メキシコ料理の店 ラ・カシータ/Restaourante La Casita Cocina Mexicana

オーナーシェフのコラム

第44章

少女漫画に書かれたメキシコ料理講座

「食」に興味を持ち、それが自身の中心核となり始めたのはいったいいつ頃からだろうか? 幼い頃は家の回りに食材が溢れていた。夏時分、近くの畑には胡瓜、トマト、茄子などがたわわに実り、勝手気ままにもぎっては口にしていた記憶がある。道端にはとうもろこしや砂糖きび、庭には無花果(いちじく)や枇杷(びわ)が生り、そんな景色を眺めているのが好きだった。 駄菓子屋に行っても一番心を引かれたのは、黄な粉をまぶした、手作りの型で抜いたゼラチン菓子だった。5〜6才の頃の思い出である。誰しもがそうであるとは限らないが、料理人や評論家にならなくても、食への興味を生涯持ち続ける方々が大勢おられるのが、調理の表現者となった自分の励みと考えてきた。
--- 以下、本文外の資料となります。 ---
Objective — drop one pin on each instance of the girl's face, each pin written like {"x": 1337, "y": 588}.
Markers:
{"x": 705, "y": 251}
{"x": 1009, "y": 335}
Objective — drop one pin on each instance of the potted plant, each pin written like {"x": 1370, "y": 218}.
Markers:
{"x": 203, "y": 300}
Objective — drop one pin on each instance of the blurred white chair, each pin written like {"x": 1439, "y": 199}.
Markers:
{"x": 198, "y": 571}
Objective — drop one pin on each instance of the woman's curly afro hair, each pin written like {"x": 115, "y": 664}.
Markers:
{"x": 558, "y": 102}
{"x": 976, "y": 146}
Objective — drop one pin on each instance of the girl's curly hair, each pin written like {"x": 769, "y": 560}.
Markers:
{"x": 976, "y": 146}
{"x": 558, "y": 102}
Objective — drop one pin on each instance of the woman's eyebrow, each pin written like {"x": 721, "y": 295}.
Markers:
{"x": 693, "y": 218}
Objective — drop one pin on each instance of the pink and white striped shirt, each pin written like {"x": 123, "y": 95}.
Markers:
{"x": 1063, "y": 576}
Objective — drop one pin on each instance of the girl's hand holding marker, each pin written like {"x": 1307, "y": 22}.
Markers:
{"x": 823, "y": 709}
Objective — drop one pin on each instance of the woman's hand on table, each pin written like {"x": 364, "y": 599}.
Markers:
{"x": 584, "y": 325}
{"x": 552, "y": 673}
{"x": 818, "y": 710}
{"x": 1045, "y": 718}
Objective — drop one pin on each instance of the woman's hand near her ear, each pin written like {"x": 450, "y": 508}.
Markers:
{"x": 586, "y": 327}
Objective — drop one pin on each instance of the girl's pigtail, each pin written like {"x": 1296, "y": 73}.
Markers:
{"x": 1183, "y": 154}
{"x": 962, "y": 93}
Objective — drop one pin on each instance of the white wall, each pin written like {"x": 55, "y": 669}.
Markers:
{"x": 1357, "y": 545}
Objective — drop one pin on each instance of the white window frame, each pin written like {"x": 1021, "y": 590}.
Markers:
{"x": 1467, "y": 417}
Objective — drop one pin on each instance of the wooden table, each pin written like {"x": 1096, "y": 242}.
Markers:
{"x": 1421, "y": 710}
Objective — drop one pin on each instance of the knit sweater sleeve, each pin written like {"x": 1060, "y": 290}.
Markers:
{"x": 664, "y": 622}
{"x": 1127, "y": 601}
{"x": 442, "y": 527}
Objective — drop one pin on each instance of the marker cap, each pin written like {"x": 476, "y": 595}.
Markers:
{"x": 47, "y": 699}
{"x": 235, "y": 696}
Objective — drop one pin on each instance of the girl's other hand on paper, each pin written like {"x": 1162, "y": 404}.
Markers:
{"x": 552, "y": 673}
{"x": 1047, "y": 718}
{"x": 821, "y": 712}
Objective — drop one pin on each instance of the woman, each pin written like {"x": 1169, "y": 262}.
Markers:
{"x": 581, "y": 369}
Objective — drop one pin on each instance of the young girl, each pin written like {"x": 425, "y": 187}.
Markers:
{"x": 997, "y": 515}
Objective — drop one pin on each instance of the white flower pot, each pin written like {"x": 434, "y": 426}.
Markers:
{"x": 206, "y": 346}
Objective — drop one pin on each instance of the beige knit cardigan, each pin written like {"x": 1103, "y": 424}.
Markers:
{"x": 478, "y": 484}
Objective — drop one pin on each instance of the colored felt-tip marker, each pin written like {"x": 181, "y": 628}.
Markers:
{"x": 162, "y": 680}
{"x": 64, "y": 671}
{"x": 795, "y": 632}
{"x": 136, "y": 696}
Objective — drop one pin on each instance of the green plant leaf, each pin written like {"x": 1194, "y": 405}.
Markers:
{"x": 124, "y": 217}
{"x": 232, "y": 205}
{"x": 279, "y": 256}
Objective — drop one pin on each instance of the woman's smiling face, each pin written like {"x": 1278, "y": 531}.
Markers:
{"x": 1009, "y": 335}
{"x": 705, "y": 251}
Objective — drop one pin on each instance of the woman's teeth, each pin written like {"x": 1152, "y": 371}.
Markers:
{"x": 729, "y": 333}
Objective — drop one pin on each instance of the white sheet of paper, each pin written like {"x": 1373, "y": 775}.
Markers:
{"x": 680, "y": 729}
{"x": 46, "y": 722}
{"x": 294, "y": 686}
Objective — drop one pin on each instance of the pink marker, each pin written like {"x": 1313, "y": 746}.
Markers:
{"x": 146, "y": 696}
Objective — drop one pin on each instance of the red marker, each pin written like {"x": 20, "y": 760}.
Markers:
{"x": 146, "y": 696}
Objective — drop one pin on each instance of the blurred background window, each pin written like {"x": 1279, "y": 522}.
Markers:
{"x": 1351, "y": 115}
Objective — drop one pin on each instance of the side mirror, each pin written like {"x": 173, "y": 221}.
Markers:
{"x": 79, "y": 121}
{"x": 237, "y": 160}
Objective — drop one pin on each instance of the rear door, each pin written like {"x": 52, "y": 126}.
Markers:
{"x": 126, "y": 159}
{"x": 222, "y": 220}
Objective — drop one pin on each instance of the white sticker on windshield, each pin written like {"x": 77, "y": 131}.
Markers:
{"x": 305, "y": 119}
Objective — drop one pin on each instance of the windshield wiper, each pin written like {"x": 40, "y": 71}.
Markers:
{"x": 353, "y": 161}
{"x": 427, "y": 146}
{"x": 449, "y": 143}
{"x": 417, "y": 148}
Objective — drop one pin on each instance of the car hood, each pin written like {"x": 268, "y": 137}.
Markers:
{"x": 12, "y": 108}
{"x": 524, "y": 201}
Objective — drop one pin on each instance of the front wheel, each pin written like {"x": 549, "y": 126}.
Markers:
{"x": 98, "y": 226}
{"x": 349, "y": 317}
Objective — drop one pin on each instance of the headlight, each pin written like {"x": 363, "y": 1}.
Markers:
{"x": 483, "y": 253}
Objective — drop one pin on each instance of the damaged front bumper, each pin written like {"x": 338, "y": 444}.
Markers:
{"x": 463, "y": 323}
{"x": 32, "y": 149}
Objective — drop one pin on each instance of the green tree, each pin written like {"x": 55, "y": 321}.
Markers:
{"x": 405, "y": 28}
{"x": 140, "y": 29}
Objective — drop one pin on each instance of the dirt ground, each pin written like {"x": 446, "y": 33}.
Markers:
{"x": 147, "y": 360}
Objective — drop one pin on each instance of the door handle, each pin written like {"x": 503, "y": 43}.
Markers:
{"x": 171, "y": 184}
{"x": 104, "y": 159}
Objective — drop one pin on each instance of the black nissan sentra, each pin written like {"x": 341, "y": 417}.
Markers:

美食へのこだわりを自分の仕事の風景として捉えている典型的な例は、文筆家の作品に顕著(けんちょ)に見られる。池波正太郎氏や壇一雄氏の作品には一皿、一皿の実態だけではなく、香りや美味しさが如実に文面から伝わってくる。メキシコ料理もいつの日か、こんな風に書いて貰えないかなあと、遥かな夢を持ち続けていた。意外に早くその成就はやって来た。それは旧山手通りにオープンして4年も過ぎた頃だった。椎名誠氏のエッセイの中にラ・カシータが発信する料理の味わいと感動、新たな発見の文章が表現されたのである。追いかけるように女流小説家、中島梓女史の作品のワンシーンに、代官山ラ・カシータでの食事の光景が料理と共に登場するのである。感無量だった。
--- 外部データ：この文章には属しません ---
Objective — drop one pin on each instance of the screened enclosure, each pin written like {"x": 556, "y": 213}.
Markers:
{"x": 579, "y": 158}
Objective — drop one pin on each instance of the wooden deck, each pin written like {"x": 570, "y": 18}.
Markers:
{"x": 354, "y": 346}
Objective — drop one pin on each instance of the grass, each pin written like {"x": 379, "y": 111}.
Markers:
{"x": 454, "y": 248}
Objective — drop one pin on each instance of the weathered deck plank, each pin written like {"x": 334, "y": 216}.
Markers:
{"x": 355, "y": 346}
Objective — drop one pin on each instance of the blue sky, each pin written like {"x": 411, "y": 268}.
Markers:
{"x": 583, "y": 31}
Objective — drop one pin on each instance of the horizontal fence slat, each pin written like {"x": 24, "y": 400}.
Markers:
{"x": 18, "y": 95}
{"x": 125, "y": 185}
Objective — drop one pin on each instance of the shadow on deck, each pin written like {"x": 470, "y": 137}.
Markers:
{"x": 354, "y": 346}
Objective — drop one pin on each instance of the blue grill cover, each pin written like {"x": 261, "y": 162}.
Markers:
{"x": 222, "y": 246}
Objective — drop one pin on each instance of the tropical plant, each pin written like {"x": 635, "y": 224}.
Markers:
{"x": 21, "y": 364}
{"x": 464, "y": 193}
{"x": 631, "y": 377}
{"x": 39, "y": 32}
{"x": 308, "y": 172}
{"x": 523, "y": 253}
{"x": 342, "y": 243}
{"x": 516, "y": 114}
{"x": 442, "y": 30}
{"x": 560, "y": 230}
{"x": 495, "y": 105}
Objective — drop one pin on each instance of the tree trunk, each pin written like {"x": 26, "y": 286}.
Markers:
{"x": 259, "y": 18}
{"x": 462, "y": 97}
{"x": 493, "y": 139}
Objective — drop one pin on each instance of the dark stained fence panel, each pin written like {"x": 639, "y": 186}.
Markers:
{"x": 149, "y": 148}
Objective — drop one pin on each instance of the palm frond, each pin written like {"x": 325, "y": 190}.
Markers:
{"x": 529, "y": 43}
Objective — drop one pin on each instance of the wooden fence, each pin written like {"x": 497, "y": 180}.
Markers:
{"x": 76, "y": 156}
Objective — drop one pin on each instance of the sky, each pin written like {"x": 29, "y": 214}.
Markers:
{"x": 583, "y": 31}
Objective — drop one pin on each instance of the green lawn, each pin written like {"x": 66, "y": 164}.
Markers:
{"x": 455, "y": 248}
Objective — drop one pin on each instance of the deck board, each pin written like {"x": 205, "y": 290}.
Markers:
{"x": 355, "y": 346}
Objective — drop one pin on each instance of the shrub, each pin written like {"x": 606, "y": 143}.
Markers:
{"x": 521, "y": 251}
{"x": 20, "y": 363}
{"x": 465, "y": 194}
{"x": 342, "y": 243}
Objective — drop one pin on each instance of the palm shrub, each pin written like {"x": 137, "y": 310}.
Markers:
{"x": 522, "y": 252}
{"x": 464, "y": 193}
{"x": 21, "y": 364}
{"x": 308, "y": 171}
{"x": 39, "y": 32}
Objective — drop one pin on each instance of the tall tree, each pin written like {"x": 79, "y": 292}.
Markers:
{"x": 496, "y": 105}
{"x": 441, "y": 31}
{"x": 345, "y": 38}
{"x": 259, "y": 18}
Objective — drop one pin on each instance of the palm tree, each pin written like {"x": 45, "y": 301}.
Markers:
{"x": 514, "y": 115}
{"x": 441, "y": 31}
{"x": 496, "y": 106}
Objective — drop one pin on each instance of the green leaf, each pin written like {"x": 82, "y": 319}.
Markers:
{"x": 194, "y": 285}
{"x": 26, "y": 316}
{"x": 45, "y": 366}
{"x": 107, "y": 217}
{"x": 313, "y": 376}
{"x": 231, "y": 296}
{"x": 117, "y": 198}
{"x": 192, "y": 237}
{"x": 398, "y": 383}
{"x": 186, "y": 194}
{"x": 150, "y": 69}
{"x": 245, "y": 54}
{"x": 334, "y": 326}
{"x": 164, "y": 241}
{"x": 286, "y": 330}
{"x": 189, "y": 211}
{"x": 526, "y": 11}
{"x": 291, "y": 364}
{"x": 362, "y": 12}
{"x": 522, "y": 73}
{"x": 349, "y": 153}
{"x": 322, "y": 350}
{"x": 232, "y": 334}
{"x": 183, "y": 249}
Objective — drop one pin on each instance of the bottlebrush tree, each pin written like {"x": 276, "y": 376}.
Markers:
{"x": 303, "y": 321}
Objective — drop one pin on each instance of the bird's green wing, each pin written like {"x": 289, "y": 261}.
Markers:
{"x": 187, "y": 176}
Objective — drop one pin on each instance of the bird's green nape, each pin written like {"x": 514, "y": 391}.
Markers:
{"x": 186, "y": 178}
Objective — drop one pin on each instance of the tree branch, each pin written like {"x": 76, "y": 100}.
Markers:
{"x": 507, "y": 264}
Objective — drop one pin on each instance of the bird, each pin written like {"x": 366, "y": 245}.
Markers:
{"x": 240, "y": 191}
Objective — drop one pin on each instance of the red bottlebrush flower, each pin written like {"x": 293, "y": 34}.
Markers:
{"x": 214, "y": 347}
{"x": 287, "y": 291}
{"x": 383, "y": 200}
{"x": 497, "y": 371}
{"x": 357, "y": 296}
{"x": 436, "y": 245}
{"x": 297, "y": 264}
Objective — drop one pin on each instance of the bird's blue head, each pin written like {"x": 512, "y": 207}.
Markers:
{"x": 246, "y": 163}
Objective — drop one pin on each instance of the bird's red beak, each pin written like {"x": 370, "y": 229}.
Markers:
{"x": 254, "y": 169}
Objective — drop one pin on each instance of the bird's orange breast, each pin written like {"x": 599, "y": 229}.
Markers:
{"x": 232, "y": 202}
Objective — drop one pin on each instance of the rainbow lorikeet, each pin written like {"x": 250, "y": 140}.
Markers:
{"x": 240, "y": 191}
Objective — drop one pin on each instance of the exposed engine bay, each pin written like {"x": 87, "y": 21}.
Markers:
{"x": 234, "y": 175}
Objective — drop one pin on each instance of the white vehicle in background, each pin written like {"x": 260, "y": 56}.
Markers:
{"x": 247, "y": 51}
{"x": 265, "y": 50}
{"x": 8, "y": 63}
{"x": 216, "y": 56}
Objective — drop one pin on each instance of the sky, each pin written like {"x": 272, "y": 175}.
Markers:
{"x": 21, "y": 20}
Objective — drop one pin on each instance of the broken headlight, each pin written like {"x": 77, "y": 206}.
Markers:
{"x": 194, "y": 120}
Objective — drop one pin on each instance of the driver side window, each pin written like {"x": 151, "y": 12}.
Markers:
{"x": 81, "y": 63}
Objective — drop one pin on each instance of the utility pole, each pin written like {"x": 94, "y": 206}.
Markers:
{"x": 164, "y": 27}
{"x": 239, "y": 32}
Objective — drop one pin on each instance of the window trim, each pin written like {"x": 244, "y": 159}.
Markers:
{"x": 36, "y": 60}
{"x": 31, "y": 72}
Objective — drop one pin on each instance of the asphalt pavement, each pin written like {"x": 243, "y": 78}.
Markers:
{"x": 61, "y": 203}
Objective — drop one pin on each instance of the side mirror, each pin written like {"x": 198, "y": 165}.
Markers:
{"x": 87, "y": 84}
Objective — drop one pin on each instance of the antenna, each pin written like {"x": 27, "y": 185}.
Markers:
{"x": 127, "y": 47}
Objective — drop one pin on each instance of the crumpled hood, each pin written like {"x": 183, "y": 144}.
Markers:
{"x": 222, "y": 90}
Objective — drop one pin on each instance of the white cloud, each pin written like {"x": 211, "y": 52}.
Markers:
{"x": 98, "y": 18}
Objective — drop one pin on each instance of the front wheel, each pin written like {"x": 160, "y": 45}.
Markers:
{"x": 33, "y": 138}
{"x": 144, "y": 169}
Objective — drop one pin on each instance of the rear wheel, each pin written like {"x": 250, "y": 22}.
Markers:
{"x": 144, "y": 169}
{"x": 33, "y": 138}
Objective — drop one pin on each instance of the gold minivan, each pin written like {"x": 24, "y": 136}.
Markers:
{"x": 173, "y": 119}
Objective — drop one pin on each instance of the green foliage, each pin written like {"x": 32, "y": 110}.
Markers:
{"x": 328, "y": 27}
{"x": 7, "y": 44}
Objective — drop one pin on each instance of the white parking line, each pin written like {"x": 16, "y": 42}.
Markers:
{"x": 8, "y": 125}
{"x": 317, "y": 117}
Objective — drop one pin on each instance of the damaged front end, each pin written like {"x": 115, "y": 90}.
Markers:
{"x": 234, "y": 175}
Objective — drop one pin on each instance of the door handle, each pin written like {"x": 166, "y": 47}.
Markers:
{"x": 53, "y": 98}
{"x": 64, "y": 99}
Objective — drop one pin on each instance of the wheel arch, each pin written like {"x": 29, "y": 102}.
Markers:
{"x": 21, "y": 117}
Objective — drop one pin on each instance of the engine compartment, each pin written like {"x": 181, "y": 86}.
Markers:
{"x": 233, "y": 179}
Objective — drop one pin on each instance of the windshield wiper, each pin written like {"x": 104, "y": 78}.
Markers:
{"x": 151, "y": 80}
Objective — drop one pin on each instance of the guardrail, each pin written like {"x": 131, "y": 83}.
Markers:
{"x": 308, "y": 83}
それから時は過ぎて2002年の暑い夏の頃だった。竹之内淳子と名乗る漫画家の先生が訪ねて来た。依頼は、次回の物語がメキシコが舞台だが、街の背景が想像出来ないので写真を見せて頂きたいとのお話だった。後日、訪墨した時のものや資料本などを参考に、現地の地域性や国民性をレクチャーし終え、折角だから食事をして行きますと何品か召し上がっている時の事だった。「こんなにメキシコ料理って美味しいんですか!」と驚嘆されるので、食文化の話に移行し、チャンスとばかりに、今度の作品に料理の登場は無理ですか?と強引ながらお願いをしてみた。翻訳本なのでストーリーを変える訳にはいかないとシナリオ構成の担当者は困っていたが、先生は余りにも気に入ったのか心が揺らいでいた。一週間後、再び来店した彼女たちの返答には思わず「やったあ!」と達成感の気持ちが溢れ出た。何と、筋書きを変更して、ヒロインの船上での食事シーンや訪問した家庭での場面にワカモーレやエンチラーダス、タンピコ風ステーキなどが登場するのである。そしてラスト、二人の心を結びつけるキーワードは、料理名でハッピーエンドを迎えるという結末に見事に変更されていた。更に感謝感激の出来事は、編集長の計らいで3ページ増えて、少女漫画に描かれた私自身が語る番外のメキシコ料理講座までもが構成されていた事である。